In an experiment reported in the scientific journal Advanced Materials in April, the NTU Singapore team showed that tapping on a 3cm by 4cm piece of a new polymer fabric generated enough electrical energy to light up 100 LEDs.
Washing, folding, and crumpling the fabric did not cause any performance degradation, and it could maintain stable electrical output for up to five months.
Materials scientist and NTU Associate Provost (Graduate Education) Professor Lee Pooi See, who led the study, said: “There have been many attempts to develop fabric or garments that can harvest energy from movement, but a big challenge has been to develop something that does not degrade in function after being washed, and at the same time retains excellent electrical output. In our study, we demonstrated that our prototype continues to function well after washing and crumpling. We think it could be woven into t-shirts or integrated into soles of shoes to collect energy from the body’s smallest movements, piping electricity to mobile devices.”
The prototype fabric generates electricity when it is pressed or squashed (piezoelectricity), and when it comes into contact or is in friction with other materials, like skin or rubber gloves (triboelectric effect).
NTU PhD student Jiang Feng, who is part of the research team, explained: “Embedding perovskites in PVDF-HPF increases the prototype’s electrical output. In our study, we opted for lead-free perovskites as a more environmentally friendly option. While perovskites are brittle by nature, integrating them into PVDF-HPF gives the perovskites exceptional mechanical durability and flexibility. The PVDF-HPF also acts an extra layer of protection to the perovskites, adding to its mechanical property and stability.”

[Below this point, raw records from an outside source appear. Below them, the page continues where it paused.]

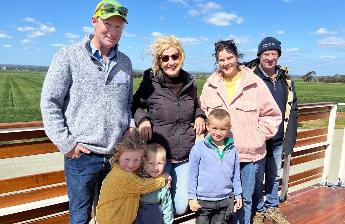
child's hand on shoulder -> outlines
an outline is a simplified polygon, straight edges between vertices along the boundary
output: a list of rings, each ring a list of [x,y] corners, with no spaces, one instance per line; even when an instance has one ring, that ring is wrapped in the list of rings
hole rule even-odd
[[[162,174],[164,175],[164,177],[165,178],[165,183],[167,183],[167,189],[168,189],[170,188],[170,184],[172,179],[171,176],[167,173],[162,173]]]
[[[189,208],[193,212],[196,212],[201,207],[201,206],[198,203],[197,199],[189,199]]]
[[[242,198],[236,199],[236,209],[239,209],[242,207]]]

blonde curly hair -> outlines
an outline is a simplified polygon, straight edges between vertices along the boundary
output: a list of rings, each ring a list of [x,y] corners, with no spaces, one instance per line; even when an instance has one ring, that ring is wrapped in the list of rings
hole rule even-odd
[[[183,46],[177,37],[174,36],[167,37],[162,35],[157,37],[152,41],[152,44],[147,47],[145,52],[149,51],[149,54],[152,64],[151,72],[156,74],[161,68],[160,57],[166,50],[170,48],[175,47],[181,54],[180,58],[180,63],[177,66],[177,69],[179,70],[183,65],[183,61],[185,58],[185,51]]]
[[[111,155],[109,159],[110,166],[112,168],[116,165],[118,165],[119,159],[124,152],[141,152],[141,160],[140,161],[139,172],[145,174],[147,169],[147,164],[145,155],[146,154],[146,144],[144,142],[144,139],[139,134],[139,132],[136,132],[132,135],[124,136],[116,148],[115,153]]]

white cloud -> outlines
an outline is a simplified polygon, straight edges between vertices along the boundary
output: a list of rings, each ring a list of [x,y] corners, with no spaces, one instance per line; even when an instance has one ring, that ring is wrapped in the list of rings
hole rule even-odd
[[[150,35],[150,37],[152,37],[156,38],[157,37],[159,37],[159,36],[161,36],[162,33],[160,33],[159,32],[157,32],[156,31],[154,31],[152,32],[151,34]]]
[[[76,34],[72,34],[70,33],[66,33],[63,34],[63,37],[70,39],[76,39],[80,37],[80,36]]]
[[[38,23],[39,22],[36,21],[36,20],[33,18],[29,18],[29,17],[26,17],[23,19],[21,19],[21,21],[25,21],[26,22],[34,22],[36,23]]]
[[[216,9],[220,9],[220,5],[213,2],[209,2],[206,4],[199,4],[197,6],[201,8],[203,13],[205,14],[208,12],[214,11]]]
[[[180,3],[186,6],[187,5],[187,3],[184,1],[184,0],[168,0],[168,1],[174,2],[174,3]]]
[[[197,45],[199,44],[204,43],[204,41],[208,41],[208,38],[206,37],[200,37],[198,38],[194,38],[193,37],[185,37],[184,38],[179,38],[178,39],[180,40],[182,44],[186,46],[192,45]]]
[[[17,28],[17,30],[20,32],[26,32],[27,31],[33,31],[33,30],[37,30],[38,29],[37,28],[32,27],[19,27]]]
[[[12,36],[10,36],[9,35],[5,34],[4,33],[0,33],[0,38],[6,38],[8,39],[13,39],[13,38],[12,37]]]
[[[323,59],[329,59],[331,60],[334,60],[334,59],[335,59],[336,58],[335,57],[333,57],[333,56],[330,56],[329,55],[328,56],[322,56],[321,57],[316,57],[316,59],[318,59],[318,60],[321,60]]]
[[[126,32],[124,32],[122,33],[122,35],[127,37],[136,37],[137,35],[133,33],[129,33]]]
[[[200,13],[197,10],[190,10],[188,11],[188,14],[192,17],[196,17],[199,15]]]
[[[343,50],[345,48],[345,39],[342,37],[328,37],[318,40],[315,46],[318,47],[335,48],[336,49]]]
[[[36,39],[38,38],[38,37],[42,37],[42,36],[45,36],[46,34],[38,30],[37,31],[33,31],[32,32],[30,33],[29,34],[28,34],[26,35],[26,36],[29,38],[31,38],[32,39]]]
[[[329,32],[326,28],[320,28],[315,32],[310,32],[309,34],[311,35],[334,35],[334,34],[337,34],[337,33],[338,32],[336,31]]]
[[[236,14],[221,12],[214,13],[212,16],[207,18],[205,21],[206,22],[218,26],[230,26],[231,25],[230,21],[235,21],[238,19],[238,17]]]
[[[2,45],[2,47],[4,47],[5,48],[12,48],[14,47],[9,44],[6,44],[4,45]]]
[[[36,42],[32,41],[31,40],[28,39],[24,39],[20,40],[20,44],[22,45],[25,45],[26,44],[29,43],[30,44],[33,44],[36,43]]]
[[[250,45],[255,42],[255,40],[251,40],[252,36],[249,35],[244,35],[241,36],[236,36],[234,35],[229,35],[229,39],[234,40],[236,46]]]
[[[45,33],[55,33],[56,32],[56,29],[54,27],[48,27],[43,24],[40,25],[40,29]]]
[[[93,33],[95,32],[95,28],[93,27],[84,27],[82,29],[83,31],[88,33]]]
[[[65,46],[61,44],[61,43],[52,43],[52,44],[49,45],[49,46],[50,47],[59,48],[61,48]]]

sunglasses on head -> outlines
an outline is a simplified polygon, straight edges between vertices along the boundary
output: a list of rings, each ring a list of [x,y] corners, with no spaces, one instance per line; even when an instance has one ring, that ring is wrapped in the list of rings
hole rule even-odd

The result is a prototype fabric that generates 2.34 watts per square meter of electricity.
To demonstrate how their prototype fabric could work, the NTU scientists showed how a hand tapping on a 3cm by 4cm piece of the fabric continuously could light up 100 LEDs, or charge several capacitors.
Prof Lee said: “Despite improved battery capacity and reduced power demand, power sources for wearable devices still require frequent battery replacements. Our results show that our energy harvesting prototype fabric can harness vibration energy from a human to potentially extend the lifetime of a battery or even to build self-powered systems. To our knowledge, this is the first hybrid perovskite-based energy device that is stable, stretchable, breathable, waterproof, and at the same time capable of delivering outstanding electrical output performance.”
The team is now looking at how the same fabric could be adapted to harvest different forms of energy.